Officials of the recently combined sheriff’s and coroner’s offices remained mum on the subject.
“No preliminary information will be disseminated prior to the release of the (official) autopsy protocol, which they’re saying will probably take weeks,” said sheriff’s spokeswoman Robin Haynal.
But, she said, searchers plan to comb the area again June 10 through 12 to look for additional remains, clothing and other clues.
Scanty Evidence
Portions of the Lake Elsinore boy’s skull and skeleton were found Sunday and Monday almost a mile from the Big Bear campsite where he disappeared during a family outing 10 months ago.
If the boy was not killed by a mountain lion or other animal, at least the two other likely possibilities that sheriff’s officials have mentioned and investigated remain: an abduction-homicide, or young David became lost and died of exposure or injury even as an army of searchers looked for him.
David disappeared from the Hanna Flat Campground on July 31 after he asked his mother for the keys to the truck so he could retrieve some cookies. He apparently never reached the truck because investigators found the cookies still inside it and the keys remain missing.
The nine-day search for the boy involved as many as 200 people and ended without a trace.
The recovered remains comprise about 25 percent of the boy’s skeleton.
A lion attack was suspected because a mountain lion was seen in the area about the time the boy disappeared.
“Hounds were able to track lion scent through the camp … and there could have been anywhere from two to five (lions) in a region like that,” Updike said.
But after viewing the skeletal remains, Updike said he was ready to abandon the theory.
“I didn’t see any evidence today that amounts to a smoking tooth hole,” he said. “The animal typically jumps on the prey’s back and holds on (with its claws) while biting at the base of the skull. These are full-strength bites that typically leave marks or punctures through the skull or crush part of the vertebrae.”
The boy’s bones showed some less extensive bite marks, he said, that appear to have occurred during scavenging, possibly by a coyote.
“Coyotes will hunt in packs, and multiple (coyotes) certainly could … take down a child,” Updike acknowledged. “But they don’t have a behavior of covering their prey.
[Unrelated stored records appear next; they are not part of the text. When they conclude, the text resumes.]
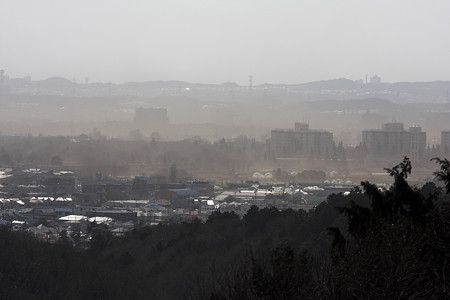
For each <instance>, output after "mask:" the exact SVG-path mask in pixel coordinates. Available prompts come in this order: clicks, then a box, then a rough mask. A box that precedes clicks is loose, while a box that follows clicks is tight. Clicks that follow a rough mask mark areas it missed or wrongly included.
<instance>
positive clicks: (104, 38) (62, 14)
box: [0, 0, 450, 85]
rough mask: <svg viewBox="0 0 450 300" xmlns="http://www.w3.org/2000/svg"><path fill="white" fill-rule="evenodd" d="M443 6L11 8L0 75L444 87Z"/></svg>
mask: <svg viewBox="0 0 450 300" xmlns="http://www.w3.org/2000/svg"><path fill="white" fill-rule="evenodd" d="M449 13H450V3H449V2H448V1H438V0H436V1H426V2H425V1H419V0H415V1H395V2H392V1H385V0H383V1H376V2H373V3H368V2H360V1H345V2H339V3H336V2H334V1H300V2H299V1H282V2H279V1H278V2H276V1H255V0H248V1H227V2H223V1H218V0H213V1H195V2H193V1H180V0H172V1H158V2H155V1H133V3H124V2H122V1H117V0H113V1H111V0H109V1H95V2H94V3H93V2H92V1H85V0H82V1H64V2H54V1H48V0H44V1H39V2H29V1H26V2H25V1H12V0H5V1H2V3H1V9H0V37H1V39H2V47H0V68H2V69H5V70H7V71H8V72H9V73H10V75H11V76H12V77H23V76H26V75H30V76H31V77H32V78H33V79H45V78H48V77H51V76H54V75H58V76H63V77H66V78H70V79H71V80H72V79H75V80H76V81H77V82H84V81H85V78H86V77H88V80H89V81H90V82H116V83H122V82H128V81H149V80H150V81H154V80H174V79H177V80H184V81H188V82H205V83H221V82H227V81H233V82H237V83H239V84H240V85H247V84H248V76H249V75H253V82H254V84H262V83H266V82H274V83H291V84H294V83H299V82H308V81H315V80H321V79H330V78H341V77H346V78H350V79H352V80H356V79H364V77H365V74H369V76H373V75H374V74H378V75H380V76H381V77H382V78H383V80H384V81H386V82H395V81H433V80H449V79H450V71H449V70H450V68H448V62H449V61H450V39H449V38H448V34H446V28H448V15H449Z"/></svg>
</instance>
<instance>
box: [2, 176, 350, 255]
mask: <svg viewBox="0 0 450 300" xmlns="http://www.w3.org/2000/svg"><path fill="white" fill-rule="evenodd" d="M3 174H4V175H5V176H3V178H1V179H0V180H1V185H0V194H1V195H2V198H0V226H1V227H9V228H12V230H26V231H28V232H30V233H31V234H34V235H35V236H36V237H38V238H41V239H45V240H47V241H51V242H52V241H56V240H58V239H60V238H64V237H67V238H68V239H70V240H72V241H73V243H74V244H76V245H78V246H80V247H87V245H88V244H89V243H88V241H89V234H88V228H89V226H90V224H91V223H96V224H103V225H102V226H106V227H107V228H108V229H109V230H110V232H111V233H112V234H113V235H123V234H124V233H125V232H126V231H128V230H130V229H132V228H133V227H134V226H136V224H138V223H143V224H149V225H157V224H160V223H170V222H182V221H189V220H192V219H194V218H198V219H201V220H206V219H207V218H208V216H209V215H210V214H211V213H213V212H214V211H222V212H225V211H227V212H235V213H236V214H238V215H239V216H243V215H244V214H245V213H246V212H247V210H248V209H249V208H250V207H251V206H252V205H256V206H258V207H260V208H264V207H268V206H274V207H277V208H279V209H287V208H292V209H305V210H308V209H311V208H312V207H314V203H318V202H320V201H323V200H324V199H325V198H326V196H327V195H329V194H330V193H333V192H341V191H346V190H350V189H351V188H352V186H341V187H336V186H334V187H333V188H330V187H320V186H308V185H303V186H302V185H296V186H293V185H291V186H288V187H287V186H270V185H268V186H261V185H258V184H255V183H254V182H249V183H246V184H235V185H230V186H229V187H226V188H223V187H219V186H216V185H213V184H211V183H209V182H205V181H190V182H184V183H164V184H155V183H151V182H149V180H148V178H146V177H144V176H137V177H136V178H134V179H133V180H128V181H123V180H122V181H113V180H104V179H103V178H101V176H98V177H97V178H96V180H95V181H85V182H84V181H80V180H79V179H78V178H77V176H76V175H75V174H74V173H72V172H52V171H43V170H38V169H33V170H30V169H27V170H3Z"/></svg>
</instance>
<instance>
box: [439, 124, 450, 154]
mask: <svg viewBox="0 0 450 300" xmlns="http://www.w3.org/2000/svg"><path fill="white" fill-rule="evenodd" d="M441 152H442V154H443V155H445V156H446V158H450V157H448V156H449V155H450V130H446V131H441Z"/></svg>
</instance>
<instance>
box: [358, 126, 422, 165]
mask: <svg viewBox="0 0 450 300" xmlns="http://www.w3.org/2000/svg"><path fill="white" fill-rule="evenodd" d="M426 139H427V135H426V132H423V131H422V128H421V127H419V126H413V127H409V130H405V129H404V128H403V124H402V123H384V124H383V125H382V129H372V130H365V131H363V132H362V144H363V146H364V147H365V149H366V153H367V157H368V158H369V159H373V160H377V159H384V160H386V161H390V159H392V160H393V161H398V160H399V158H401V157H402V156H405V155H406V156H408V157H409V158H410V160H411V162H412V163H413V165H420V164H421V163H422V162H423V161H424V159H425V154H426Z"/></svg>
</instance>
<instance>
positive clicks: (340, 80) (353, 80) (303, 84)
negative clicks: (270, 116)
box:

If it had been a coyote (that killed the boy), I think that the searchers would have found the body.”
Forensic Opinions
Jim Banks and Jeff Rodzen have investigated about 11 attacks by mountain lions in California, one in Colorado and three in Canada during the past dozen years.
Both men are forensic experts with the California Department of Fish and Game, and both attended Friday’s autopsy.
Most informative, they agreed, was the condition of the broken skull and a section of the upper backbone.
“In most lion attacks that we’ve seen, there would have been punctures or crushing,” Banks said. “And that is not the case here.”
Instead, he said, the broken skull had four puncture wounds, all made from the inside out, which is evidence that the bites were inflicted after death.
So the only wounds on the remains, the men say, were made by animals that scavenged rather than killed.
“It may have been from a very young mountain lion,” Banks said of one set of punctures. The other set he attributed to a coyote.
The only additional signs of animal activity, said Banks, were scratches on an arm bone that appear to have been caused by rodents.
So far, the men say, the evidence is far too sketchy to say what killed the boy. Perhaps the best chance of solving the mystery, they said, will come when the Sheriff’s Department launches the next search effort, tentatively set for next weekend.
“If they can find some clothing that belonged to the young boy, maybe we can find some hair on the clothing that shows a wild animal attacked the boy,” Banks said. “But at this point, we have found nothing to indicate that it was a wild animal.”